Ela estava lá, sem qualquer aviso.

Uma mulher feita e refeita pela dor. Nada nela se confundiria com a amabilidade ingênua de uma menina. Uma cópia da mãe, destituída da ferocidade da genitora. Olhos castanhos brilhando contra a luz do dia, o primeiro afago antecedente ao toque.

Parou ao seu lado esquerdo — a localização do coração —, segura dos seus próprios atos, sem qualquer vestígio de repulsa.

A indiferença cansada do homem foi trincada pelos dedos finos, que substituíram o metal em seu pulso, um aperto leve sobre os ossos dele, o toque de alguém por quem poderia ter feito tanto, quando a vida era mais que dias repetidos de um número liquidado em uma sentença.

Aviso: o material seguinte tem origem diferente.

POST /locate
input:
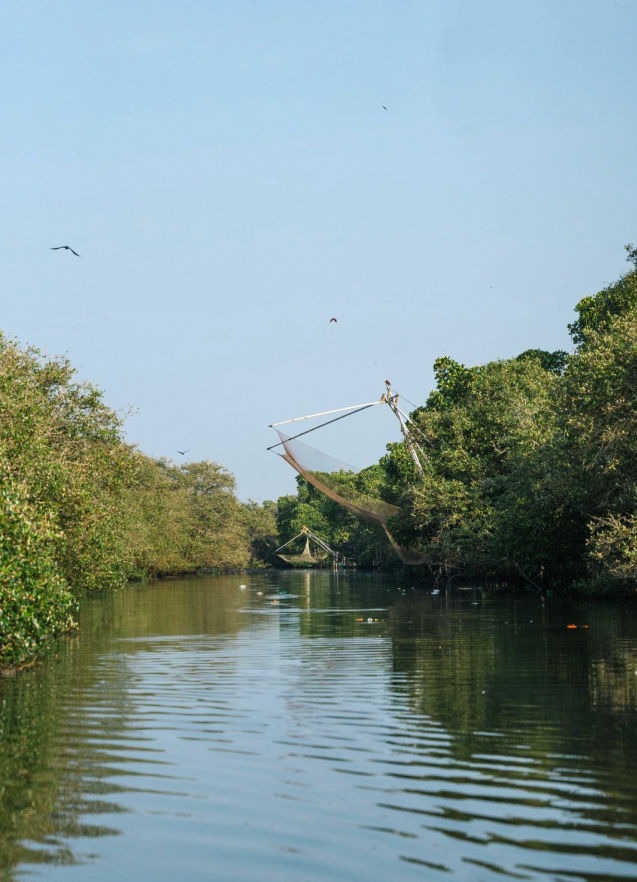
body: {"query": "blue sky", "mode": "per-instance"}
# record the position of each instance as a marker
(231, 180)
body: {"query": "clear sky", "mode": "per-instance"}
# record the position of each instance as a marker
(231, 180)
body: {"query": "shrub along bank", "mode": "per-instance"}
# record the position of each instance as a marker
(82, 510)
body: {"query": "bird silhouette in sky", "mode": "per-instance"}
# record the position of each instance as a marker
(66, 248)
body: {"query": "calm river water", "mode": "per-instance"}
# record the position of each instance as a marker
(313, 727)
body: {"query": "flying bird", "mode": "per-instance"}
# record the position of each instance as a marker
(67, 248)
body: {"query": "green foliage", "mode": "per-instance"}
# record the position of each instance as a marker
(35, 600)
(530, 463)
(596, 313)
(82, 510)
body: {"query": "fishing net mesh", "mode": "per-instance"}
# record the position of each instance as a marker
(337, 481)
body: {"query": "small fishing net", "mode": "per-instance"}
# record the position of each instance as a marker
(338, 481)
(306, 557)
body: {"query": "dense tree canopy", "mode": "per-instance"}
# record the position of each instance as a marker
(529, 464)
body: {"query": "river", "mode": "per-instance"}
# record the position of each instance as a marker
(312, 727)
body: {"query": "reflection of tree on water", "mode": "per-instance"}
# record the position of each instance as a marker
(520, 673)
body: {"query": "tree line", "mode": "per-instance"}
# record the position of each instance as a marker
(530, 474)
(530, 465)
(80, 509)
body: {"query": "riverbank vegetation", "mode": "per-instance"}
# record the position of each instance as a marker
(530, 474)
(80, 509)
(530, 465)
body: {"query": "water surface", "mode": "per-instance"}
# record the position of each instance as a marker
(309, 727)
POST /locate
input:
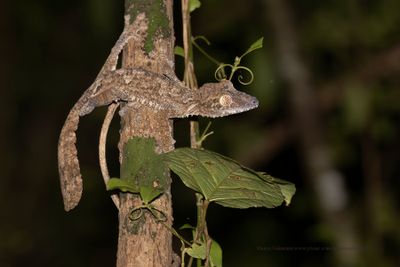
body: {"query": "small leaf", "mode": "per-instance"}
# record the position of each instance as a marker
(149, 193)
(215, 254)
(194, 4)
(223, 180)
(123, 185)
(256, 45)
(197, 251)
(178, 50)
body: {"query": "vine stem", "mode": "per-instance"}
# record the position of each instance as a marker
(102, 148)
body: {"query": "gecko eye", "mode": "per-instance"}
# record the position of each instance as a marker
(225, 100)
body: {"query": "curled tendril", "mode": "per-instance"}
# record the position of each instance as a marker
(137, 213)
(220, 71)
(241, 78)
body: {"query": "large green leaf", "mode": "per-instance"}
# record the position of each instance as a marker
(223, 180)
(287, 188)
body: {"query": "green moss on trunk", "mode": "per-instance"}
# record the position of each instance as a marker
(156, 13)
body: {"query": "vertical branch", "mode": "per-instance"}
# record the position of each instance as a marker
(201, 233)
(146, 242)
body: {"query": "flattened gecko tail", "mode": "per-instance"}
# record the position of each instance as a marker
(68, 164)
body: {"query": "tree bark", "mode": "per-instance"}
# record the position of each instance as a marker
(147, 242)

Lembrou-se do décimo andar, no qual recebeu sua liberdade. Não era melhor que o térreo dos curiosos. Os funcionários treinados de anos, não o enxergaram de verdade — como ela, naquele momento, fazia. Ser invisível era quase pior do que ser excessivamente notado. Ele nunca teve um nome, nunca sentiu que merecesse um, apesar de ter ouvido prenome e sobrenome, repetidos, na boca de estranhos. Já não o possuía em uma história anterior aos fatos que o definiam: crimes.

Palavras, ações e circunstâncias penalizadas retiraram dele a identidade e muito mais: as fatias do que felicidade deveria ser. Tinha 40 anos naquela tarde, um pouco mais ou um pouco menos, não sabia de nada, a não ser a certeza de que queria passar o resto da vida sozinho. Mas a mulher desafiou a solidão friamente alimentada e escrita pelos homens. Ela não era um juiz para decidir como Jimin viveria a vida, ainda assim, o fez, em prol dele, que merecia perder mais anos do que a sentença havia tomado..

A pena não foi não razoável, viciada pelo acordo assinado e, mesmo distante do local do contrato, os cochichos e olhares acompanharam os vigilantes — que observaram o peculiar casal deixando a corte — pois não eram obrigados por um ofício a mentir imparcialidade.

Não disseram nada um ao outro, a princípio.

Jimin aceitou caminhar ao lado da sobrinha, em seu primeiro dia de liberdade.